[<prev] [next>] [<thread-prev] [thread-next>] [day] [month] [year] [list]
Message-ID: <20080114214624.GA6704@sergelap.austin.ibm.com>
Date: Mon, 14 Jan 2008 15:46:24 -0600
From: "Serge E. Hallyn" <serue@...ibm.com>
To: Miklos Szeredi <miklos@...redi.hu>
Cc: akpm@...ux-foundation.org, hch@...radead.org, serue@...ibm.com,
viro@....linux.org.uk, ebiederm@...ssion.com, kzak@...hat.com,
linux-fsdevel@...r.kernel.org, linux-kernel@...r.kernel.org,
containers@...ts.osdl.org, util-linux-ng@...r.kernel.org
Subject: Re: [patch 1/9] unprivileged mounts: add user mounts to the kernel
Quoting Miklos Szeredi (miklos@...redi.hu):
> From: Miklos Szeredi <mszeredi@...e.cz>
>
> This patchset adds support for keeping mount ownership information in the
> kernel, and allow unprivileged mount(2) and umount(2) in certain cases.
>
> The mount owner has the following privileges:
>
> - unmount the owned mount
> - create a submount under the owned mount
>
> The sysadmin can set the owner explicitly on mount and remount. When an
> unprivileged user creates a mount, then the owner is automatically set to the
> user.
>
> The following use cases are envisioned:
>
> 1) Private namespace, with selected mounts owned by user. E.g.
> /home/$USER is a good candidate for allowing unpriv mounts and unmounts
> within.
>
> 2) Private namespace, with all mounts owned by user and having the "nosuid"
> flag. User can mount and umount anywhere within the namespace, but suid
> programs will not work.
>
> 3) Global namespace, with a designated directory, which is a mount owned by
> the user.
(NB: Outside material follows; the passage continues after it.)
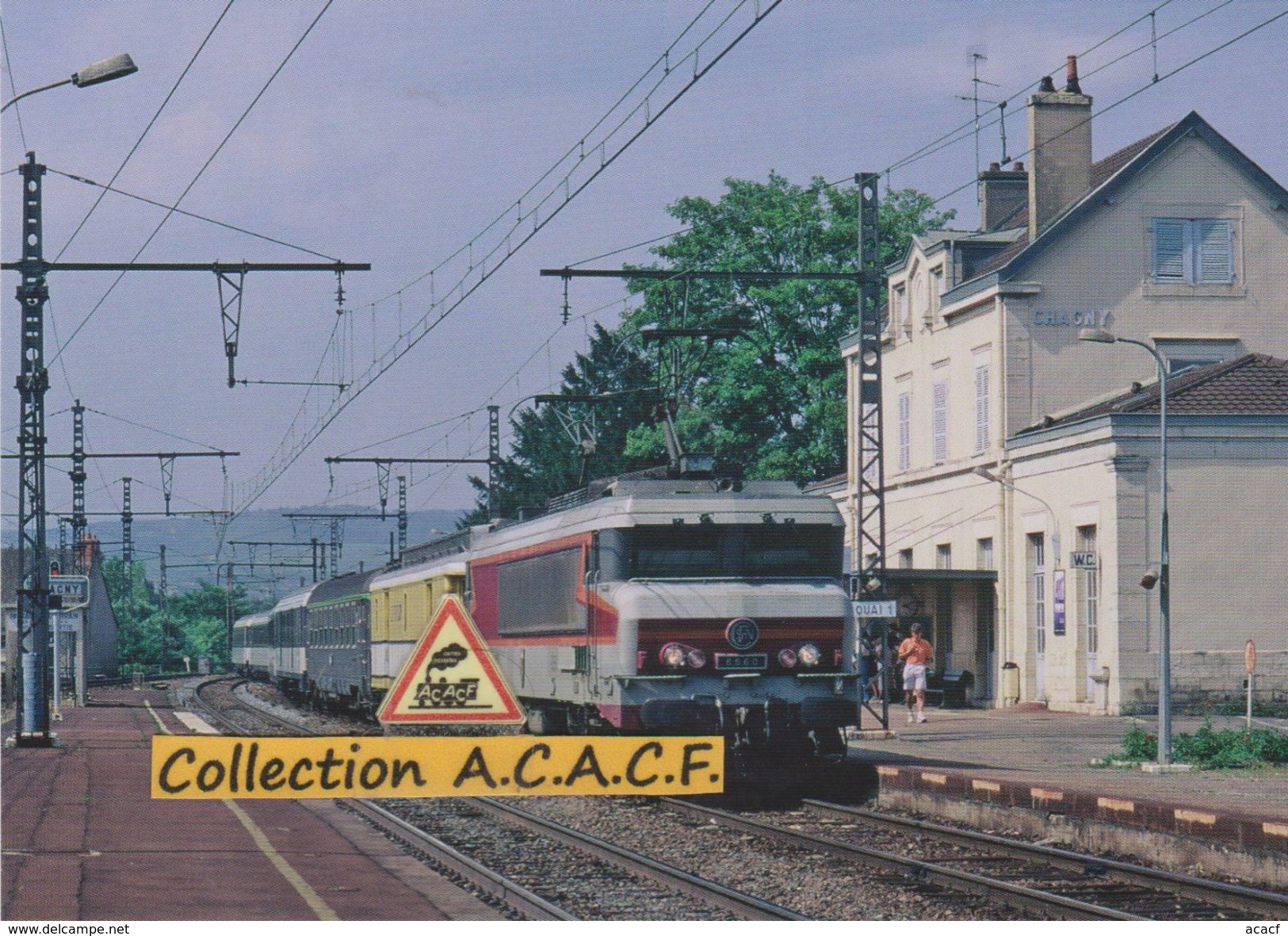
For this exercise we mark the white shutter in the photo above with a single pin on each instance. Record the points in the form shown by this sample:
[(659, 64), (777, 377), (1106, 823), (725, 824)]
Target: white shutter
[(939, 422), (869, 463), (982, 408), (1170, 249), (904, 432), (1215, 251)]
E.g. /mnt/users/$USER is set up so that it is bind mounted onto
> itself, and set to be owned by $USER. The user can add/remove mounts only
> under this directory.
>
> The following extra security measures are taken for unprivileged mounts:
>
> - usermounts are limited by a sysctl tunable
> - force "nosuid,nodev" mount options on the created mount
>
> For testing unprivileged mounts (and for other purposes) simple
> mount/umount utilities are available from:
>
> http://www.kernel.org/pub/linux/kernel/people/mszeredi/mmount/
>
> After this series I'll be posting a preliminary patch for util-linux-ng,
> to add the same functionality to mount(8) and umount(8).
>
> This patch:
>
> A new mount flag, MS_SETUSER is used to make a mount owned by a user. If this
> flag is specified, then the owner will be set to the current fsuid and the
> mount will be marked with the MNT_USER flag. On remount don't preserve
> previous owner, and treat MS_SETUSER as for a new mount. The MS_SETUSER flag
> is ignored on mount move.
>
> The MNT_USER flag is not copied on any kind of mount cloning: namespace
> creation, binding or propagation. For bind mounts the cloned mount(s) are set
> to MNT_USER depending on the MS_SETUSER mount flag. In all the other cases
> MNT_USER is always cleared.
>
> For MNT_USER mounts a "user=UID" option is added to /proc/PID/mounts. This is
> compatible with how mount ownership is stored in /etc/mtab.
>
> The rationale for using MS_SETUSER and MNT_USER, to distinguish "user"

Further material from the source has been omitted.